Reilingen

Friedrich-Schiller-Schule Vertreter des Fahrrad-Clubs warnen Grundschüler vor den Gefahren der dunklen Jahreszeit

Sehen und gesehen werden

Archivartikel

Reilingen.Die Grundschüler der Friedrich-Schiller-Schule wissen, worauf es im Herbst ankommt: Gesehen werden. Wer sich in der morgendlichen Dämmerung auf den Weg zur Schule macht, ob mit dem Rad oder zu Fuß, der sollte aus eigenem Interesse darauf achten, dass er gut sichtbar ist.

Auf die Frage von Daniel Fehmer, was der beste Schutz sei, fällt den Grundschülern die Antwort nicht schwer: Helle Kleidung auf jeden Fall. Vielleicht noch mit Reflektoren oder einer Stirnlampe, aber auf jeden Fall hell. Und, ganz wichtig, betont Fehmer, aufpassen. Lieber zweimal gucken bevor man eine Straße überquert.

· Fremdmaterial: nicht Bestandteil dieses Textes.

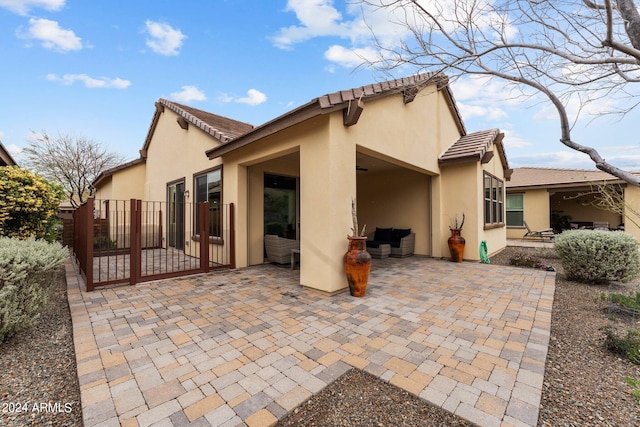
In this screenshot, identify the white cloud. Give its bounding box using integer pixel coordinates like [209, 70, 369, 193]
[272, 0, 348, 49]
[170, 86, 206, 103]
[219, 89, 267, 106]
[46, 73, 131, 89]
[237, 89, 267, 106]
[457, 103, 507, 121]
[0, 0, 64, 16]
[145, 20, 186, 56]
[21, 18, 82, 52]
[272, 0, 414, 50]
[7, 143, 22, 158]
[324, 44, 378, 69]
[511, 150, 595, 169]
[500, 129, 532, 149]
[533, 95, 620, 124]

Fehmer ist Allgemeinen deutschen Fahrrad-Club (ADFC) und weiß, wovon er spricht. Er ist an diesem Vormittag in die Gemeinde gekommen, um Zweit- und Viertklässlern auf die Gefahren aufmerksam zu machen, die im Straßenverkehr lauern, die besonders im Herbst mit seinen Nebelschwaden und dem schwindenden Tageslicht auf die Kinder lauern.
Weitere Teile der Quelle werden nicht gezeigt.